Universal Soldier: Regeneration comes from John Hyams, the son of Peter Hyams, the noted genre director of films like Capricorn One (1978), Outland (1981), 2010 (1984), Stay Tuned (1992), the previous Jean-Claude Van Damme vehicle Timecop (1994), The Relic (1997), End of Days (1999) and A Sound of Thunder (2005), as well as sundry action films, including also Sudden Death (1995) with Van Damme. Peter is known in his earlier works for wearing multiple creative hats and signs on here as John’s cinematographer, the first time he has shot someone else’s film. John had previously made the film One Dog Day (1997) and a couple of feature-length sports documentaries.

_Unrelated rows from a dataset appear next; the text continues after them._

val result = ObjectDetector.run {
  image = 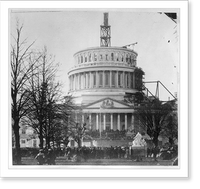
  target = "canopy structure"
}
[132,132,147,147]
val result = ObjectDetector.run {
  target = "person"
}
[47,148,56,165]
[35,149,45,165]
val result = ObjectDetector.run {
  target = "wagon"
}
[131,146,147,161]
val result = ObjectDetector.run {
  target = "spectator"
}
[47,148,56,165]
[35,149,45,165]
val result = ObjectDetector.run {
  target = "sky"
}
[10,9,179,100]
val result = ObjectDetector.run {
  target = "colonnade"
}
[75,49,136,66]
[75,113,134,131]
[69,70,135,91]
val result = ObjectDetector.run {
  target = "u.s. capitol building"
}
[68,13,142,136]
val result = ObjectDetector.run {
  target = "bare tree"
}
[10,22,39,164]
[135,99,173,159]
[26,47,61,148]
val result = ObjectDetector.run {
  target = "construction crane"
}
[143,81,177,100]
[122,42,137,50]
[100,12,111,47]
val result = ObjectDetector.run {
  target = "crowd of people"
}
[86,129,134,140]
[35,146,177,165]
[35,148,57,165]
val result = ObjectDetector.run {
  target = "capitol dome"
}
[68,12,142,133]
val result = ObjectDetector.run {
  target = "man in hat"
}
[35,149,45,165]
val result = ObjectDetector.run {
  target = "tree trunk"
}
[77,138,82,147]
[13,121,21,165]
[39,133,44,149]
[153,132,158,161]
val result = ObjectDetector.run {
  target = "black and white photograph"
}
[0,0,188,179]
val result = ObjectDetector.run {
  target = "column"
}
[74,74,76,91]
[69,76,72,91]
[77,73,81,89]
[82,114,84,123]
[96,113,99,130]
[110,113,113,130]
[75,113,78,123]
[133,72,135,89]
[102,71,106,87]
[122,72,126,88]
[89,114,92,129]
[128,72,131,88]
[96,71,99,88]
[125,114,127,130]
[89,72,93,88]
[103,114,106,130]
[116,71,119,88]
[110,71,112,87]
[117,113,120,131]
[131,114,134,130]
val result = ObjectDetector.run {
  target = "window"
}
[105,72,110,86]
[118,72,122,87]
[106,54,108,60]
[87,73,90,88]
[126,54,128,63]
[130,73,133,89]
[99,54,103,61]
[83,73,87,88]
[94,53,97,61]
[78,74,81,89]
[22,129,26,134]
[99,72,103,87]
[127,73,130,88]
[111,72,116,86]
[122,54,124,62]
[111,53,114,60]
[89,54,92,62]
[93,72,97,87]
[116,53,119,61]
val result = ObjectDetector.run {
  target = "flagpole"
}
[99,106,101,139]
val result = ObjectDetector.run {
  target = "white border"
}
[0,1,188,178]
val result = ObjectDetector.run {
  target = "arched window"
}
[93,72,97,87]
[105,54,108,60]
[115,53,119,61]
[88,53,92,62]
[94,53,97,61]
[126,54,128,63]
[111,53,114,61]
[111,71,116,87]
[99,72,103,87]
[99,54,103,61]
[105,71,110,86]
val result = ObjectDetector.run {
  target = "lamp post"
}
[99,106,102,139]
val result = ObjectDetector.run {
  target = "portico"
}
[79,98,134,131]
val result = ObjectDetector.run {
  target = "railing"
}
[69,62,135,71]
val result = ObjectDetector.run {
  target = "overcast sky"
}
[10,9,179,100]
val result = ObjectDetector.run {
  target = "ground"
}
[18,157,173,166]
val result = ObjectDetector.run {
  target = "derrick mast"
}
[100,13,111,47]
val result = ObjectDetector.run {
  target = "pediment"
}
[85,98,130,109]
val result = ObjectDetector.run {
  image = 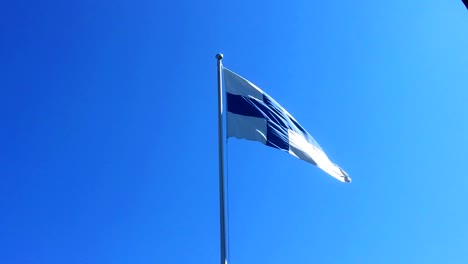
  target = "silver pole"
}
[216,53,227,264]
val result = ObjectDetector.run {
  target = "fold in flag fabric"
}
[223,68,351,182]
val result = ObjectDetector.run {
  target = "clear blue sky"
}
[0,0,468,264]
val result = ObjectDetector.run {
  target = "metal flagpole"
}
[216,53,227,264]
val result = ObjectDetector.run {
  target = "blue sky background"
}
[0,0,468,264]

John Hyams returns to the same tough, brutal action stylism that Roland Emmmerich displayed on the first film, something that was watered down in the subsequent entries. The opening sequence bodes well – a full tilt, brutally tough car chase amid much in the way of gunfire and collateral damage with little mercy shown to anyone in the way. It certainly bodes well for the rest of the film, which John Hyams maintains in a similarly violent manner. The drawback of Universal Soldier: Regeneration is eventually that it only ever consists of brutal bloody action scenes, fierce gunplay, stabbings, guttings and heads punched in. John Hyams certainly holds no punches but the repetitiveness of it eventually tires.

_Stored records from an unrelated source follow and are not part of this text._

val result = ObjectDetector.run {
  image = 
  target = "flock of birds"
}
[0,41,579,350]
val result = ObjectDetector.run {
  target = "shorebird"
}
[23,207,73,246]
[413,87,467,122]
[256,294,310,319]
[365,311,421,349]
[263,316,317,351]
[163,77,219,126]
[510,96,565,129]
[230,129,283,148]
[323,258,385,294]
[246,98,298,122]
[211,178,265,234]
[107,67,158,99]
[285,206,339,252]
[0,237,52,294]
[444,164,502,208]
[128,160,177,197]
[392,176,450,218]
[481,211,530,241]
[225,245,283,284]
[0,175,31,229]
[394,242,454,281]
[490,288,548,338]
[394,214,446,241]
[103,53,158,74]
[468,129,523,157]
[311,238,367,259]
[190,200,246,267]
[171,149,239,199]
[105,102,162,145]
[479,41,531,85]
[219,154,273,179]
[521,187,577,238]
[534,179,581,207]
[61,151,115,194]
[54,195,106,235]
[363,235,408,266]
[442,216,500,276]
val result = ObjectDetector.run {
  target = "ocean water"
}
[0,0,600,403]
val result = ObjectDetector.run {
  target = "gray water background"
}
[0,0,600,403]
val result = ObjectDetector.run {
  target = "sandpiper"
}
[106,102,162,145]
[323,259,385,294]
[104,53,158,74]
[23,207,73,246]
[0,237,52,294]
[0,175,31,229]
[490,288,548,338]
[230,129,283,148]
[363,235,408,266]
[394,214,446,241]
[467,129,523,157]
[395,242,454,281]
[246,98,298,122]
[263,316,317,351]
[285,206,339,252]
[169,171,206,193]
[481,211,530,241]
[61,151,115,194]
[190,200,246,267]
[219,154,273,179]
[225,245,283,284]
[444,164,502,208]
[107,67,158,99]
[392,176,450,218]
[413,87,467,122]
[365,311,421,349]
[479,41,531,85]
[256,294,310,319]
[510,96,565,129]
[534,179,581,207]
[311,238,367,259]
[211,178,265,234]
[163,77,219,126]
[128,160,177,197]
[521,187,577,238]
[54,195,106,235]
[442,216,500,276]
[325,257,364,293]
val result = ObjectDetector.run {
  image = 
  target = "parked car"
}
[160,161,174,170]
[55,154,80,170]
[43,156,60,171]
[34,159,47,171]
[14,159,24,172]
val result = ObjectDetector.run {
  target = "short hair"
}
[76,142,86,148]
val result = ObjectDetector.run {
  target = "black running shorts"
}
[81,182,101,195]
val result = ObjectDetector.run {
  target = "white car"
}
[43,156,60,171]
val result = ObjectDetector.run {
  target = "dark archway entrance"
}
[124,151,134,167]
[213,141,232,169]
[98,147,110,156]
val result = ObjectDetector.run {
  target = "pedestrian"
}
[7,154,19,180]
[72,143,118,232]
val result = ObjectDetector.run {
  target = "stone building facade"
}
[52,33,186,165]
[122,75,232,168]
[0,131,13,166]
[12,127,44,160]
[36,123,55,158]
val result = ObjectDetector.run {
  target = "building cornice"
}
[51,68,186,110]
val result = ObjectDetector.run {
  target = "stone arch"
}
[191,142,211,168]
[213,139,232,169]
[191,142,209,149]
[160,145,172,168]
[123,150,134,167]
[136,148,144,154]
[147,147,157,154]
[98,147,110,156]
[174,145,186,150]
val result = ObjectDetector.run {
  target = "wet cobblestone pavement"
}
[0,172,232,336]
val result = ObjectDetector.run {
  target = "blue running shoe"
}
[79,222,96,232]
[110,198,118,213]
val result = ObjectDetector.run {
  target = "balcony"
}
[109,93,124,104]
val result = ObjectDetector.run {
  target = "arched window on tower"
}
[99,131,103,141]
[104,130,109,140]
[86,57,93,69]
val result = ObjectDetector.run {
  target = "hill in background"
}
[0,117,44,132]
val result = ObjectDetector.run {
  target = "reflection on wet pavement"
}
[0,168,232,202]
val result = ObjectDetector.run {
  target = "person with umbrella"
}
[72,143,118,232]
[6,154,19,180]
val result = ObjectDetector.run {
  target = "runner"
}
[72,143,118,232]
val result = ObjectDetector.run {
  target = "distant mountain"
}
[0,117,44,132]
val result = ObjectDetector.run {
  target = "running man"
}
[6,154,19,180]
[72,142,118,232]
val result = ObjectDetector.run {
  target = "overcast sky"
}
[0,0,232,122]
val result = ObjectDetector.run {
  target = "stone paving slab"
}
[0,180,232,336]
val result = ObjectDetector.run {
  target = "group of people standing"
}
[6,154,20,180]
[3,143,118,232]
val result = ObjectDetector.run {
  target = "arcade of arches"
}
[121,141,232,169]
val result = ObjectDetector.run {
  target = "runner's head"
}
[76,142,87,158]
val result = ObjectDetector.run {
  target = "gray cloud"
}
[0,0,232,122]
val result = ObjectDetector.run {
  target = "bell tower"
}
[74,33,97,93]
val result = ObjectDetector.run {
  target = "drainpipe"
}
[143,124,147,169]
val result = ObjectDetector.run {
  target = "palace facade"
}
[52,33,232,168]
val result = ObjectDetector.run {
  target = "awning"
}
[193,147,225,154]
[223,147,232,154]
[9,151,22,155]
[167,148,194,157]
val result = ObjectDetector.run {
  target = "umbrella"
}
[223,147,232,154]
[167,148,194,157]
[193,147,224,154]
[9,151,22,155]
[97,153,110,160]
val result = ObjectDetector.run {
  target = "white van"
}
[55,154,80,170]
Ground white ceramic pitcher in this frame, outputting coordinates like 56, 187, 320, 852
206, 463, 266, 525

Jean-Claude Van Damme and Dolph Lundgren were both coming into their mutual ascendancy as stars when Universal Soldier came out. Subsequently, Van Damme spent his time perfecting martial arts moves, while Lundgren noticeably learned how to act. Here Van Damme is his usual blank, gloopy screen presence but is starting to show his age and looks flabbily phlegmatic. Van Damme is entirely out-acted by Dolph Lundgren who aces the film despite getting half of Van Damme’s screen time. Lundgren plays with a cold lethality and the single scene where he turns on and kills his creator is the best in the film.
John Hyams went onto make the even more fascinating Universal Soldier: Day of Reckoning (2012), also featuring return performances from Jean-Claude Van Damme and Dolph Lundgren.